Remember those late nights in college when the library was packed, and everyone was focused on their studies? When your deadline was midnight, and you raced against the clock to deliver your best work? Now instead of college, picture the Sertifi office. And instead of midnight, the deadline is 5 o’clock on a Tuesday. 

That’s the reality for Sertifi’s engineering team once a quarter as they battle it out in our quarterly hackathons! I sat down with the winner of the Q3 hackathon, senior software developer, Jake Didier, to recap the event and his first victory at the company. 

Mimi McNulty: Welcome Jake! Congrats on your win.  

Jake Didier: Thank you! Happy to be here. 

MM: Let’s start with your project.

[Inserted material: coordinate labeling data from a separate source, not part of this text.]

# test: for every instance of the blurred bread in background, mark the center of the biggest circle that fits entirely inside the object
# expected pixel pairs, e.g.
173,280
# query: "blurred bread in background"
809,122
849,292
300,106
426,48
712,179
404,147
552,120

Can you explain what it was? 

JD: My project was to generate signable images at most once asynchronously. Anytime a user signs a document, what they are signing is a bunch of images - jpegs. And sometimes, when a user goes to sign a jpeg, the signed image will spin, causing it to generate more images over time. However, most of the time, users are uploading documents to sign, and they are not jpegs. They’re PDFs, HTML documents, or Word docs, and we have to create those jpegs from those docs behind the scenes. If the jpegs aren’t ready in time, we will ask the system to create them again. And if that happens enough times, it overloads the system and makes everything slow for everyone. So, the goal of my project was to enforce us only requesting those images once. That way we don't overload the system by requesting jpegs over and over and over again because eventually the process would complete.  

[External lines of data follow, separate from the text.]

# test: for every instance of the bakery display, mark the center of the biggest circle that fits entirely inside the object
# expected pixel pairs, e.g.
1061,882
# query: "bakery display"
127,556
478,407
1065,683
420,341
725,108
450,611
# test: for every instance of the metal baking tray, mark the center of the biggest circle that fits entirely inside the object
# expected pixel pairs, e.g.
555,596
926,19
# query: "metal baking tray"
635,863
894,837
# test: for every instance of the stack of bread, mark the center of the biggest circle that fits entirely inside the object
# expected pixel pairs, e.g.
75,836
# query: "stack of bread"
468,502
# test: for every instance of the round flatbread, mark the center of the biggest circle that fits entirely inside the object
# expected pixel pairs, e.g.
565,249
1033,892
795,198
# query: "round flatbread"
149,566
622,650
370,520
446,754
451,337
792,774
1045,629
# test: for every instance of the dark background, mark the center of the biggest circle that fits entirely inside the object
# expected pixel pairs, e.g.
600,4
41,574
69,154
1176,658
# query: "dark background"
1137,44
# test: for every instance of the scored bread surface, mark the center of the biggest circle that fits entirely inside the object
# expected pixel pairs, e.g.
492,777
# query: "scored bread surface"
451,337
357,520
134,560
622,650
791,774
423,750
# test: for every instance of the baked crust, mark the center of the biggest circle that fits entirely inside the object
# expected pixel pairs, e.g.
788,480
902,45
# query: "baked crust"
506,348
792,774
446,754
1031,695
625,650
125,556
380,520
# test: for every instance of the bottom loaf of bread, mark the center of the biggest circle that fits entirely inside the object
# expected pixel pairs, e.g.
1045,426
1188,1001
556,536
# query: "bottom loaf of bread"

MM: What was the motivation behind your project? Why did you decide to do it? 

JD: The overall motivation was that our team has had production incidents around this exact thing. We’ve been wanting to solve it and in order to do it, we’d need to involve some new technologies and some new infrastructure we haven't used before, which makes it great for the hackathon, because a hackathon isn't about making this thing ready to go to production; it's about proving your point in the ugliest, quickest as way possible. It doesn't need to be pretty; it doesn't need to go into production tomorrow. It just simply needs to prove we can do it this way if we want to do it this way. So, this was a good chance for me to take a deep dive into that body of work and understand how we could do it, what options we had, if it would even work how we want it to work, or if we need to rethink that – all without having to formalize the entire plan up front. So, I did all of the learning and all of the failing up front so now we can do all of the formalizing and planning to actually bring it to fruition. 

MM: Had you worked on this project prior to the hackathon? 

JD: Not by myself. It’s been a team effort. Last summer was when we noticed it being a problem because PDF engines were being overloaded. We've tried to do small things here and there to help the problem, but we haven't actually solved the problem. Our infrastructure team was able to put a band-aid in place that kind of fixed it, and they bought us time, but we still need to fully resolve this, otherwise it will eventually be a big problem. So, the hackathon was a way for me to actually take the deep dive to try and create a permanent fix.  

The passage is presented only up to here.